People who normally don’t pay attention to their local government are starting to pay attention. Annexation affects us at a fundamental level. It could have an impact on your kids’ education, your tax rates and your police services. Aside from neighborhood-association blogs, we are the only website in our area trying to provide comprehensive, credible and easy-to-follow coverage of this topic.

As I’ve gone out to cover all these meetings, several of you have made a point of stopping me and saying, ‘Thank you.” I also get a lot of “thank you” messages via email and Facebook.

At a recent Avondale Estates meeting about annexation, someone walked up to me and said, “I wouldn’t have known about any of this if it wasn’t for you.”

I sometimes hear from people who don’t even live in our coverage area. They want to know if Decaturish can provide news about their community. A few days ago, I heard from a reader in Stone Mountain.

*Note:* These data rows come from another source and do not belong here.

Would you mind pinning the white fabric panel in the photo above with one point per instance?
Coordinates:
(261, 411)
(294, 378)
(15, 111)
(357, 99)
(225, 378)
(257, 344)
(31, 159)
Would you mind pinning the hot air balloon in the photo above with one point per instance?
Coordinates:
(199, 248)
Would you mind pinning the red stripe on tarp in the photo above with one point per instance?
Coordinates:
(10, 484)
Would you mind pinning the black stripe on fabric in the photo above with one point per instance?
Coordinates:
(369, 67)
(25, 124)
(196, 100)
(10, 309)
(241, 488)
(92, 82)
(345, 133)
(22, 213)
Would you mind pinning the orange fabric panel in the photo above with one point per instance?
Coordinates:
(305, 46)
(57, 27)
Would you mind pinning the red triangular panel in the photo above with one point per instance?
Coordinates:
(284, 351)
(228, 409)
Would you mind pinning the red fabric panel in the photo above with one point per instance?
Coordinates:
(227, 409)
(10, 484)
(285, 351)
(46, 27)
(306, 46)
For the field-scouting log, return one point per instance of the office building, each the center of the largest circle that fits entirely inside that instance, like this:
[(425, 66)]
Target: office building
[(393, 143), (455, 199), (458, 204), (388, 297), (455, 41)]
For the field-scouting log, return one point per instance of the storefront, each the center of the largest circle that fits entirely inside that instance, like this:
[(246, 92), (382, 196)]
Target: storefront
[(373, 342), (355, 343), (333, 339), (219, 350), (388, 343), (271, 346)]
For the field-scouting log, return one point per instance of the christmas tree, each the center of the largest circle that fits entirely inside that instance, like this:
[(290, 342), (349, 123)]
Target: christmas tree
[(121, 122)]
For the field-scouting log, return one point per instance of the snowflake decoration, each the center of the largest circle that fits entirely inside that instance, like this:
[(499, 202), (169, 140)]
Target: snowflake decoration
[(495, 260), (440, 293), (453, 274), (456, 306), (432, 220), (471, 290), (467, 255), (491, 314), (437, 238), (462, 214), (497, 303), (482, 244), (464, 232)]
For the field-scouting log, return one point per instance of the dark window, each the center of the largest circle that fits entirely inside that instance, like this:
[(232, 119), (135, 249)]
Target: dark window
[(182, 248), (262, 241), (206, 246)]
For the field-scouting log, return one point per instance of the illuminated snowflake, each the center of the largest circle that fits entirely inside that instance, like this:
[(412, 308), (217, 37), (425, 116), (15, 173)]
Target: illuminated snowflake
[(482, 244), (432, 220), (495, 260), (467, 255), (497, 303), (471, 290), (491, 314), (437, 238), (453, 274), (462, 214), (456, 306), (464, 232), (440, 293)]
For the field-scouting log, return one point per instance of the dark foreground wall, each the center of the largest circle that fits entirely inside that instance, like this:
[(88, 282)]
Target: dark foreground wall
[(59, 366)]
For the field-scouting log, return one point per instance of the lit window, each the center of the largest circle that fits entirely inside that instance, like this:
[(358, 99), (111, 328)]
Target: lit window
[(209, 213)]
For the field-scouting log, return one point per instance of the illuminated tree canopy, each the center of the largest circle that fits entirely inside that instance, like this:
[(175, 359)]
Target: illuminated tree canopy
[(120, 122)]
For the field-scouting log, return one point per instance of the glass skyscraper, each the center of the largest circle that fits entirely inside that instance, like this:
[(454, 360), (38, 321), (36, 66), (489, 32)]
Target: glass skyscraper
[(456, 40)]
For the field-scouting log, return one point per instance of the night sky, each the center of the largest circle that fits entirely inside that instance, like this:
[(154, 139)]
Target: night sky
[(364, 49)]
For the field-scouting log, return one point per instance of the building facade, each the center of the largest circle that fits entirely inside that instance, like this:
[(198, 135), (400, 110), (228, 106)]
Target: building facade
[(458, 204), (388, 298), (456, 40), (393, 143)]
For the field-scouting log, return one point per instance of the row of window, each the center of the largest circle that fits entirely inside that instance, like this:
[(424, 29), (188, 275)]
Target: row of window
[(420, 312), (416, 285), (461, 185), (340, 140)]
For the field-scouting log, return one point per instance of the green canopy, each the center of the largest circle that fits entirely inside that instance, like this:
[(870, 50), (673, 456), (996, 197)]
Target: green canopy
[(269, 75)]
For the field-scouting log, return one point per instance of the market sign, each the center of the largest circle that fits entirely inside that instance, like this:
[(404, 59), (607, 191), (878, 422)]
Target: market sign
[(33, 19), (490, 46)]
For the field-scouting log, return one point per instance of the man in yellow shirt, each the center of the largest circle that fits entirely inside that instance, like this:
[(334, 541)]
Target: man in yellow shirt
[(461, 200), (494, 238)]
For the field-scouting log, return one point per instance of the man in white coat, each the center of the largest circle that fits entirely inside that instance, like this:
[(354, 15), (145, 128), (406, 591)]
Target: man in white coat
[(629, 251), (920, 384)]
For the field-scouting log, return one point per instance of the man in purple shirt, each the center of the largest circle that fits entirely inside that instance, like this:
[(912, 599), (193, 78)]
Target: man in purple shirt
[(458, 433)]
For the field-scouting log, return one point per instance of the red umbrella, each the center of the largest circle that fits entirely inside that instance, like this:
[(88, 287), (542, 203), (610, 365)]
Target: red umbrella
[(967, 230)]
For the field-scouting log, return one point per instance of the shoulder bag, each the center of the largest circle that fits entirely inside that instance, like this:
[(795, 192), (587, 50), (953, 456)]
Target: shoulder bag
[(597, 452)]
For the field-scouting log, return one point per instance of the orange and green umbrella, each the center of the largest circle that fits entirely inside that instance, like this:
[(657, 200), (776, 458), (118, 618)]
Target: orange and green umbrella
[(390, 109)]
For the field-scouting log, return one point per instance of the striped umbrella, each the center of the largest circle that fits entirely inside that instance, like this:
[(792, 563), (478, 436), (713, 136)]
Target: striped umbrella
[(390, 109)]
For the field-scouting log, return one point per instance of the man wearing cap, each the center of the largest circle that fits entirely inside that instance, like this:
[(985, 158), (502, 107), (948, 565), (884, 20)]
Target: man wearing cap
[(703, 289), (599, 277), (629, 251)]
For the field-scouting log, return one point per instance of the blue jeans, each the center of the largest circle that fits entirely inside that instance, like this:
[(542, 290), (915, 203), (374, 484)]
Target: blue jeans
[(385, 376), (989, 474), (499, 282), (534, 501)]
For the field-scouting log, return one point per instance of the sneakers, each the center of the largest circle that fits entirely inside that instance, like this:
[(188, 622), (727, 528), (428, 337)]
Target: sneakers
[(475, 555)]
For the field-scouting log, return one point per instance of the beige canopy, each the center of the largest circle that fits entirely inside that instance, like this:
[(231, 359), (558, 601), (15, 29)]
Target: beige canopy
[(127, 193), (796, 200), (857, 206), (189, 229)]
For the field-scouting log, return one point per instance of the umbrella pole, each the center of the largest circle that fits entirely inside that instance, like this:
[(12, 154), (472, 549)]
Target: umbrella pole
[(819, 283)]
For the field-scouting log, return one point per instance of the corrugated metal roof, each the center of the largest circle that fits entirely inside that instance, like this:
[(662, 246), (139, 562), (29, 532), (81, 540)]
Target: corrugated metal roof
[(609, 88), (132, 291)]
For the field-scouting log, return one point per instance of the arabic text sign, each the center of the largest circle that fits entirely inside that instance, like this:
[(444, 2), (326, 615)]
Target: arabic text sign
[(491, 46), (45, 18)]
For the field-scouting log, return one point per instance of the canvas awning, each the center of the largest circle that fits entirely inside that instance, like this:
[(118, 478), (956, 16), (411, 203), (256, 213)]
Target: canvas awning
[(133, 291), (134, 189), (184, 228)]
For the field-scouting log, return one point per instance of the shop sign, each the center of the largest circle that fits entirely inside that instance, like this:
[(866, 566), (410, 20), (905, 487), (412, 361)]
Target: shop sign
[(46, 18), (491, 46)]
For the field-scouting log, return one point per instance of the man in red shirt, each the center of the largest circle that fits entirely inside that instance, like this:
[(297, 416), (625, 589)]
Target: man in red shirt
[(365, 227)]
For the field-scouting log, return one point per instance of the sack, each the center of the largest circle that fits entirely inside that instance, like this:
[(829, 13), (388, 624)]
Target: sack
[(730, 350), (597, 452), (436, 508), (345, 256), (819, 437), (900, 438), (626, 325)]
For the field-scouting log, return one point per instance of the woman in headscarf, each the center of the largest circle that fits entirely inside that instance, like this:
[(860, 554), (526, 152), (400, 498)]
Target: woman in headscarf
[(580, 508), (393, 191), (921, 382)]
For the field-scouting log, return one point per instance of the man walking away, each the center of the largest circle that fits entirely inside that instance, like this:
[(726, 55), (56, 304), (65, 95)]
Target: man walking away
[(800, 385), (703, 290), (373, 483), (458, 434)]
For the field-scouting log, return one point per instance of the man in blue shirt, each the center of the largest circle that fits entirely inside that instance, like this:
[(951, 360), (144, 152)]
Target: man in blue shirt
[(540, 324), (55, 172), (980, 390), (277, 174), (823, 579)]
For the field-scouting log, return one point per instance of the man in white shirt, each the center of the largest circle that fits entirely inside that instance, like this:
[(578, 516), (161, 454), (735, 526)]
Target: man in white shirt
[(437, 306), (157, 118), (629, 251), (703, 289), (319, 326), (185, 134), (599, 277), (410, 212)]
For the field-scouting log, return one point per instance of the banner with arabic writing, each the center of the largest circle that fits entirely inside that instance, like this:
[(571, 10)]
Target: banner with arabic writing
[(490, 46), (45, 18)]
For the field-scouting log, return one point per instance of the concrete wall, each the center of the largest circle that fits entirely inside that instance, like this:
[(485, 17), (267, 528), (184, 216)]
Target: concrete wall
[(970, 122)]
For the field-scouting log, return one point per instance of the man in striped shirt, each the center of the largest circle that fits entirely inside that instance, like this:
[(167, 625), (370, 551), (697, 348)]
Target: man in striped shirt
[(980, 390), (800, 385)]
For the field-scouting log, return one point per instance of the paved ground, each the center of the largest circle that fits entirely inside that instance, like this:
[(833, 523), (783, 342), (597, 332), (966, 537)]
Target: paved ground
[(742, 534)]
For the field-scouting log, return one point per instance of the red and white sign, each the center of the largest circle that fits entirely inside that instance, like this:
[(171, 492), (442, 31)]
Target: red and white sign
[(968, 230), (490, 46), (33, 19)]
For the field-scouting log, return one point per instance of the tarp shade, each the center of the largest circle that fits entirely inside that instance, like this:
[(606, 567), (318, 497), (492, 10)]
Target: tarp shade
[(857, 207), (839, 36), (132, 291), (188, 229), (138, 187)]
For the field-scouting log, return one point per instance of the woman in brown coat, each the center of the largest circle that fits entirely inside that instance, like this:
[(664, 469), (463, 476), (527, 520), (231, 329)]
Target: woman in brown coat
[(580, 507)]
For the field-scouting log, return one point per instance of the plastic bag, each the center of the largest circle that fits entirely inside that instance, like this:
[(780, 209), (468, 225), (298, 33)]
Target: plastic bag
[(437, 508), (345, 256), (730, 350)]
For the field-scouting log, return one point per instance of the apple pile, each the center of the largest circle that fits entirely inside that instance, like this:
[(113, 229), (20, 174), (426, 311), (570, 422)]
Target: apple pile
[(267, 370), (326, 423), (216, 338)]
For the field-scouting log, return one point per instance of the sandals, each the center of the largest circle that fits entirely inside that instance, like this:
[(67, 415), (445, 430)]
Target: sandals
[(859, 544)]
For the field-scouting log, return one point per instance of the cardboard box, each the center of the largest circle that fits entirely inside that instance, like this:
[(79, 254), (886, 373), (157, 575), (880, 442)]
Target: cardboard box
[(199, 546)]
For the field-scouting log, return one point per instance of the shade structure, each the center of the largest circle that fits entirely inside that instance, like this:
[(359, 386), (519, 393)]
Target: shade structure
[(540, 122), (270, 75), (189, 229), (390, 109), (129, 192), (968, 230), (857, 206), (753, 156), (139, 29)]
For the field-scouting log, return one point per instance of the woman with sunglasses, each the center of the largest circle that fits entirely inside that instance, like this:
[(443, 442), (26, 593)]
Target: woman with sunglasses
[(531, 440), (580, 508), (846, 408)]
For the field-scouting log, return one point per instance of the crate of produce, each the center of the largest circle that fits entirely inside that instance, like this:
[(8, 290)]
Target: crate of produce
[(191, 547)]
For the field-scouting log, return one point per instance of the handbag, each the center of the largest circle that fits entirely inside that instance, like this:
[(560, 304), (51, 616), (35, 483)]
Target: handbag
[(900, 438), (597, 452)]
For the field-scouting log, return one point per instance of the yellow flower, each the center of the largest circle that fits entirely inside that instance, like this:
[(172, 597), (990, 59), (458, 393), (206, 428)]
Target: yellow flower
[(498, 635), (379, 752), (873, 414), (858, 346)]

The email said, “If you did provide regular coverage of Stone Mountain Village, I know many people would be grateful and willing to pay a subscription fee.”

In August, I asked readers who value the work I’m doing to consider becoming paid subscribers for $12.99 a month. To date, we’ve had 30, which is phenomenal.

I sent an email thanking one of our recent subscribers for signing up. He replied, “Thank you! … Had a long talk with my wife the other day and we appreciate what you are doing.”

These subscribers are helping me build a foundation that will allow me to continue providing news to your community without sticking it behind a pay wall.

A few people like what we’re doing but were wary of the cost. Others just didn’t see the point of paying money for something we give you for free.

There are plenty of good arguments for sticking this information behind a pay wall. But the downside is that people with less means are less informed. If I’m providing information to you but you can’t get to it because it costs too much or navigating the subscription service is too complicated, what good is it?

Consider, for a moment, what the Atlanta Journal Constitution charges for an all-digital pass. The rate is $2.79 a week for daily access to content behind the pay wall plus Sunday paper delivery. At that rate, you’d pay about $12 to $14 a month.

It won’t all be news that you care about. The AJC covers DeKalb County shenanigans, and for that we should all be grateful. They’ve done a fine job shining a light on government corruption. But the AJC’s intermittent coverage of our local government just isn’t enough.

That’s a gap I’ve been trying to cover for nearly a year now. Based on your feedback, I know the coverage is appreciated. If you want it to continue and want us to expand our coverage, we’ll need your help.

We’re trying to reach a goal of getting 150 paid subscribers by the end of the year. That would allow us to continue to providing our current level of coverage without interruption and expand it a bit. If we hit 1,000 paid subscribers by the end of next year, we could hire a few full time employees.

Subscribers are first in line for branded merchandise, exclusive discounts from our advertisers and will receive a monthly email from me updating you on our progress.

If you’re interested, but the price is too steep for you, have you considered splitting the cost with someone? Many of the emails and messages we receive come from people in neighborhood associations. You could try asking your neighbors or fellow members of other civic-minded groups if they’d like to chip in.

We’re working our tails off for y’all week in and week out. I’m assembling a team of writers who are just as passionate about bringing you the news as you are about reading it.

We’ve got a good thing going here. You can help make it better.